Data Engineer (Python + PySpark + Cloudera)
Company Description
Talan is an international advisory group on innovation and transformation through technology, with 5000 employees, and a turnover of 600M€.
We offer our customers a continuum of services to support you at each key stage of your organization's transformation, with 4 main activities:
- CONSULTING in management and innovation : supporting business, managerial, cultural, and technological transformations.
- DATA & TECHNOLOGY to implement major transformation projects.
- CLOUD & APPLICATION SERVICES to build or integrate software solutions.
- SERVICE CENTERS of EXCELLENCE to support the latter through technology, innovation, agility, sustainability of skills and cost optimization.
Talan accelerates it's clients' transformation through innovation and technology. By understanding their challenges, with our support, innovation, technology and data, we enable them to be more efficient and resilient.
We believe that only a human oriented-practice of technology will make the new digital age an era of progress for all. Together let's commit!
Job Description
Role is based in Warsaw, POLAND - relocation is required!!!
We are looking for a skilled Data Engineer with expertise in Python, PySpark, and Cloudera to join our team.
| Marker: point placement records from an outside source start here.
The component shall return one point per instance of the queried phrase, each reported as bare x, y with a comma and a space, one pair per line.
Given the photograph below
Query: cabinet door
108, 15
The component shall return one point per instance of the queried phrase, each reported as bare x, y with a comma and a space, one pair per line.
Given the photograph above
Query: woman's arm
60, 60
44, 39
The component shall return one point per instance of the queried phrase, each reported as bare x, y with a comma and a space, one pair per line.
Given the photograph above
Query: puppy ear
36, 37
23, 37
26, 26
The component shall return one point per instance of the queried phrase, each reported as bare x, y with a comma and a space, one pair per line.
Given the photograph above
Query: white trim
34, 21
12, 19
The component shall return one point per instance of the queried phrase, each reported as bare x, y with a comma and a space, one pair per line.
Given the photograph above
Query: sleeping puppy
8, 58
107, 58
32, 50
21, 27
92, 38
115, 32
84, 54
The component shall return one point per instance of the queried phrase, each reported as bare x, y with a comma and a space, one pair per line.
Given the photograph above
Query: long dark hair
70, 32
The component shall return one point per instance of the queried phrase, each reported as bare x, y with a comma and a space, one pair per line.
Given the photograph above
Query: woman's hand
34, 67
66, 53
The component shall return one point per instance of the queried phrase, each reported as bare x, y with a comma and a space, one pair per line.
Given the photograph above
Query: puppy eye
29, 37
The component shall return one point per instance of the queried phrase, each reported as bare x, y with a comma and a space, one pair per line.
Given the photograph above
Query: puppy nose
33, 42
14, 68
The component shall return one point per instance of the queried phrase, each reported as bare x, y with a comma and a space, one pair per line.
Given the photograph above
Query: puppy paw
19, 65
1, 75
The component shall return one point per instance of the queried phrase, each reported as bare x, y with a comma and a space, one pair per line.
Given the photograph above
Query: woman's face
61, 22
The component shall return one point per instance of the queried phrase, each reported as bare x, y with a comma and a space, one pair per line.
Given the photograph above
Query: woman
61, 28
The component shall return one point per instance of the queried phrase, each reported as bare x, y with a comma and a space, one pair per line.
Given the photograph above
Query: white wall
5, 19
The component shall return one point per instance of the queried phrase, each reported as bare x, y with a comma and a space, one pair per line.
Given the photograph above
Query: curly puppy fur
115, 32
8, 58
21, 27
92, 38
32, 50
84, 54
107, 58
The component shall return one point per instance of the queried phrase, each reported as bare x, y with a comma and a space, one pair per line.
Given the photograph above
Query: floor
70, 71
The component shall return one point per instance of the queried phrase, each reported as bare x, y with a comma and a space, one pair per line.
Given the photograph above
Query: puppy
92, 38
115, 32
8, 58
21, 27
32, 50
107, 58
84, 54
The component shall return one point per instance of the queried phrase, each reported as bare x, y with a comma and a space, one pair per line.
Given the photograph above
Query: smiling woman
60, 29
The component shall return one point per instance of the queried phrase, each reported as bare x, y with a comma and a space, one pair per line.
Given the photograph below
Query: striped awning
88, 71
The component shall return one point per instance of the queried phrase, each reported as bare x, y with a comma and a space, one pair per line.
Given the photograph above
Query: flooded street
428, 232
The ideal candidate will be responsible for developing and optimizing big data pipelines while ensuring efficiency and scalability. Experience with Databricks is a plus. Additionally, familiarity with Git, GitHub, Jira, and Confluence is highly valued for effective collaboration and version control.
Key Responsibilities:
- Design, develop, and maintain ETL pipelines using Python and PySpark.
- Work with Cloudera Hadoop ecosystem to manage and process large-scale datasets.
- Ensure data integrity, performance, and reliability across distributed systems.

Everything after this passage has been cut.